Furthermore, a fundamental limitation is the lack of detailed information on various etiological factors related to urinary incontinence (UI) for both men and women in the available dataset. The absence of specific data on gender-specific etiologies, such as the impact of prostate interventions on male UI, is recognized as a constraint, impeding a comprehensive exploration of the diverse factors contributing to UI in both male and female populations.

Conclusion

This comprehensive study on UI in both men and women has shed light on significant gender disparities and determinants of UI. Notably, UI affects approximately 9% of the overall population, with a marked difference between genders. Importantly, this gender difference decreases with age, highlighting the evolving nature of UI across the lifespan.

One striking finding is the role of modifiable and non-modifiable causes in the prevalence of UI. Marital status and employment status, for instance, emerge as significant determinants. Separated, divorced, or widowed individuals, particularly women, have higher rates of UI, indicating a possible connection between emotional and social factors and UI. Employment status also matters, with employed men having lower rates and retired women facing higher rates. These findings suggest addressing marital and employment-related stressors might help alleviate UI, especially in women.

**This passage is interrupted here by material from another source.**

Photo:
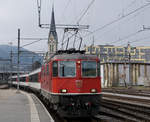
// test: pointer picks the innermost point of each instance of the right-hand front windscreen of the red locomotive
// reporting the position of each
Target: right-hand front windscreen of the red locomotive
(89, 69)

Furthermore, modifiable factors such as obesity, physical inactivity, and smoking are associated with higher UI prevalence, primarily in women. This highlights the importance of lifestyle modifications and targeted interventions to reduce UI risk, especially in the female population. Conversely, non-modifiable factors like age and the presence of chronic conditions such as COPD, hypertension, and diabetes are more strongly associated with UI in men. This underscores the need for tailored healthcare approaches for older men and those with underlying medical conditions.

In summary, our study underscores that UI is not a one-size-fits-all condition. It is influenced by a complex interplay of modifiable and non-modifiable factors that vary between men and women. This nuanced understanding should encourage further research to develop more precise and effective strategies for preventing and managing UI in both genders, ultimately reducing the overall burden of this condition on public health.